On 3 October, we noted growing optimism in equity markets ahead of the corporate earnings season.
On 3 October, we noted growing optimism in equity markets ahead of the corporate earnings season. That sentiment was validated yesterday as several major banks reported results that exceeded analysts’ expectations, helping the S&P 500 index (US SPX 500 mini on FXOpen) rebound from last Friday’s sell-off.
Morgan Stanley (MS) led the rally, with its shares hitting a new all-time high above $166 following a robust quarterly report:
→ Revenue surged to a record $18.2 billion, up 18% year-on-year.
→ Earnings per share (EPS): actual $2.80, vs forecast $2.10.
Technical Analysis of Morgan Stanley (MS)

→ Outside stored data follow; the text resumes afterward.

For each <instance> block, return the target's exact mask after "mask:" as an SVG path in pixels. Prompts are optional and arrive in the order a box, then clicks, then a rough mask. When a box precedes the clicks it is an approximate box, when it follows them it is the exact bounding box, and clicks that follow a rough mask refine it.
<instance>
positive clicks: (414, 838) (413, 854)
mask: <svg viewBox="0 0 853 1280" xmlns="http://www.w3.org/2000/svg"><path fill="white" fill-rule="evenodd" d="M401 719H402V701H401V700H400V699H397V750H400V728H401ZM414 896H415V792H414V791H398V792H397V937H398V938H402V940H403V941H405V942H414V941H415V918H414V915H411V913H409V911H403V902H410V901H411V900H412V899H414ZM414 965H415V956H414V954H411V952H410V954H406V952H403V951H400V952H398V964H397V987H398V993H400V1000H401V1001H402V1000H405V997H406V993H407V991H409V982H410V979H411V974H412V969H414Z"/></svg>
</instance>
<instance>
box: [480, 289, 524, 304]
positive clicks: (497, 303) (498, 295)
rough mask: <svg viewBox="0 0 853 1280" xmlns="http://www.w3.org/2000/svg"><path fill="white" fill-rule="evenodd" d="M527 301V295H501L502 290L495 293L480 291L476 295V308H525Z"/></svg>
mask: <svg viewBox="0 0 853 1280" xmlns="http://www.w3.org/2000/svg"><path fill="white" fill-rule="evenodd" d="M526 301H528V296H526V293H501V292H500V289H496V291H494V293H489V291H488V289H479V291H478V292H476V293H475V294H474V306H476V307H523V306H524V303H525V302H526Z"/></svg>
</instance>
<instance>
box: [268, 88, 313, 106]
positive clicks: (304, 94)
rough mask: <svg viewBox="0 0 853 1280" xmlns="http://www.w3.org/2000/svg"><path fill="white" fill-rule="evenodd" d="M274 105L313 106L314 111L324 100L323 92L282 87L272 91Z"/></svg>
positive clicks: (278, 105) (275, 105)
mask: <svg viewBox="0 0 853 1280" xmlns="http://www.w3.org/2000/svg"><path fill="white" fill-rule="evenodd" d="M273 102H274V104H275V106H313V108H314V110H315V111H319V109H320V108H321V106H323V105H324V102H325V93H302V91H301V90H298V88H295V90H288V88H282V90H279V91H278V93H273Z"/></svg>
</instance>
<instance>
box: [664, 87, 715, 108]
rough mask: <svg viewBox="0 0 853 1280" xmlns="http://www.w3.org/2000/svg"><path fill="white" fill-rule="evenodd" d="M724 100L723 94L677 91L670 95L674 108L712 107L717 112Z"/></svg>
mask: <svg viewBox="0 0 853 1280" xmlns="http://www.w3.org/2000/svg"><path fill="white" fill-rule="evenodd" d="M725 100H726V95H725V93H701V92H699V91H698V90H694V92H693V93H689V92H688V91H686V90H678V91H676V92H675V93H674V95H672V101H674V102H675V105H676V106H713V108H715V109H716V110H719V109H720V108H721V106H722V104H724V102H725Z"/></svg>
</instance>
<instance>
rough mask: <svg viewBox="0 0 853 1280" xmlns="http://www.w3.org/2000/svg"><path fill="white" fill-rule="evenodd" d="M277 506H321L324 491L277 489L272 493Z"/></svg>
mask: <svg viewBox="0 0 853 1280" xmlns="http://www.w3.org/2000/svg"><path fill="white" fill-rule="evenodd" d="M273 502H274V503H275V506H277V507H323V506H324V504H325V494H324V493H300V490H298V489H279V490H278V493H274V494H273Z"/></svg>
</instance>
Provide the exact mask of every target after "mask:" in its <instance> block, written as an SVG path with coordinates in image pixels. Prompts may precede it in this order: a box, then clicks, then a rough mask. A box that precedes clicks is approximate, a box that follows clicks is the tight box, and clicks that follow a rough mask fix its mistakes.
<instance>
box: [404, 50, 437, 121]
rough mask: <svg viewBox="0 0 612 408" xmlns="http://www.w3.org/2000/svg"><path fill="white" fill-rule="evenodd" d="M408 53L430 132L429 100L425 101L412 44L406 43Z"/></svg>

Price action in MS shares allows for the construction of an upward channel (shown in blue) that has been forming since the summer.
→ Yesterday, a wide bullish gap appeared on the chart.
→ The price advanced into the upper half of the channel, breaking above the $160 psychological level.
From a bullish perspective:
→ The breakout from a bullish flag pattern supports the scenario of a resumed uptrend within the channel.
→ The channel median, reinforced by the $160 support, could serve as a key level going forward.
However, there are several bearish signals to note:
→ Intraday price swings formed a wide up-and-down movement, resembling a bearish engulfing pattern that could develop further in today’s session.
→ The brief and shallow breakout above the previous high suggests a bull trap.
The RSI indicator also shows signs of bearish divergence, implying that:
→ The recent surge in MS shares may have prompted some long holders to lock in profits near record highs.
→ Despite strong fundamentals supporting long-term growth, the stock could be vulnerable to a short-term correction, potentially towards the bullish gap area.